In the middle of Joseph’s story, there is a detour that is chapter 38, about one of his brothers, Judah. He had a son named Er, who married a woman named Tamar. Er died, and then his other brother died, leaving only Judah’s youngest son, not of marrying age.
Tamar. She could teach us girls a thing or two about survival in a harsh world. She had strategy instead of self-pity. She took a risk because it was necessary, not trendy. She was strong and she was bold. It wasn’t a cause or a headline, it was who she was and what she had to do.
Her father-in-law, Judah, had promised her his youngest son, with no intention of keeping that promise. He left her as a widow in her father’s house out of fear that his last son would die as the first two did.
Those first two sons were evil, and God killed them, but perhaps it was easier to think it had something to do with their proximity to Tamar.
{Maybe we would all like to think that bad things happen because of someone else.}

Tamar waited. For a long time, she remained in her father’s house, waiting for a promise to be kept. And then she took a risk. Did something scandalous. Pretended to be a prostitute and slept with her father-in-law, unrecognized by him. He promised her a goat in return. Overwhelming generosity was not his strong suit, apparently.
She demanded security until the goat came. Not because she was excited to get a goat, but because she was a smart chick with a plan. He gave up his signet ring, his cord, and his staff. Bad move, Judah, bad move. It will come with a hard lesson.
Tamar is now pregnant by her father-in-law. When he finds out she’s pregnant, not knowing that he is the father, he orders her to be burned to death. And then Tamar delivers the coup de grâce – the signet ring, cord, and staff of the man who got her pregnant. He repents in shame, and the story concludes with Tamar giving birth to twins.
I don’t know about you, but I am left wondering why this story was given to us. What did God want us to know from it? I don’t know those answers, all I can do is share what I learned from it –
First, women can be scrappy. We have a limit to how far we can be pushed before we come out swinging, and if it means survival, we will dig deep. We will risk and be scandalous and we will beat you at your own game if you give us half a chance. And in a world where women have been treated as property, used and discarded, oppressed and dismissed…this instinct for survival is often our ace-in-the-hole. But my point in all of those words is this: we are God’s creation and this ability to rise up and come back, to be strong and courageous and fierce did not develop over time. This is how we are made.
We cannot use it as a source of pride, nor should we pretend it’s not there. It isn’t feminism. We are not better than men, and in many ways, we are not even equal. We cannot do everything they can do, and they cannot do everything we can do. That’s not how God set it up. But we are also not less than. We are not things to be owned, traded, or sold. We are co-heirs with Christ. We are part of the whole that is the image of God. We are strong and we do hard things and we will fight hard, for our own survival, but also for our families and our communities, because that is how God created us.
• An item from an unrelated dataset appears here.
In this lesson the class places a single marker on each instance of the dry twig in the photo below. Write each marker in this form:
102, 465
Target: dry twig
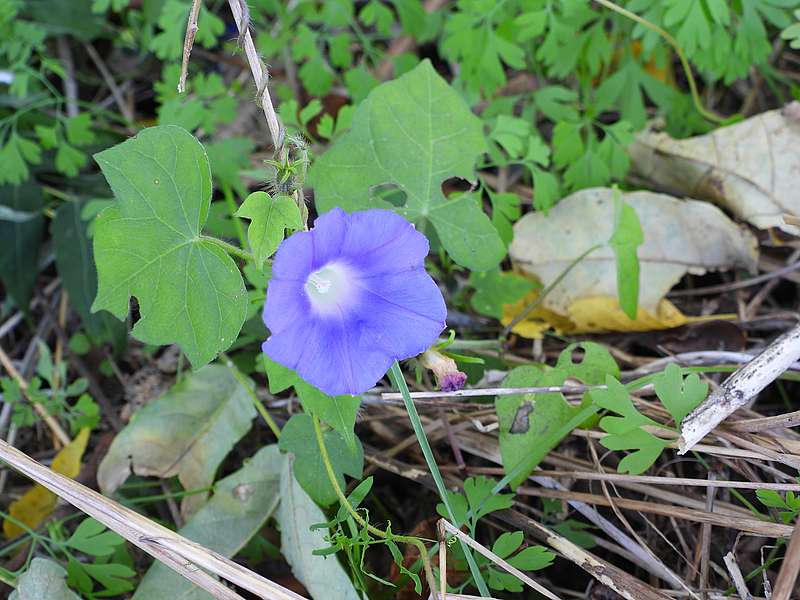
181, 555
On purpose. We don’t have to insist the world acknowledge it for us, we can simply walk it out.
Second, sometimes, God kills people, and we need to stop pretending that He doesn’t. Both of Judah’s sons were evil in God’s eyes, but perhaps not in anyone else’s eyes. Judah may not have been able to see the evil in his own sons’ hearts, but God could, and the scriptures tell us God killed them for it.
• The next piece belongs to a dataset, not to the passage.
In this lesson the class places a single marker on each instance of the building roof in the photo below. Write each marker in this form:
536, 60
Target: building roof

Can we be ok with that? And if we can’t, then can we acknowledge that our inability to be ok with it doesn’t really change anything? I know the need to explain it all is strong, but honestly, sometimes the best explanation is simply that God is God and we are not. We can either trust that He is good and right and just and merciful, or we can choose to believe that our own sense of right and wrong and justice is where the bar rests.
I choose the former. And I choose to let it reaffirm that I serve an all-powerful God who is the God of both heaven and earth, who sees all and knows all and does what is right whether I understand it or not.
A God who has created me to fight when I need to, for myself and for those I love.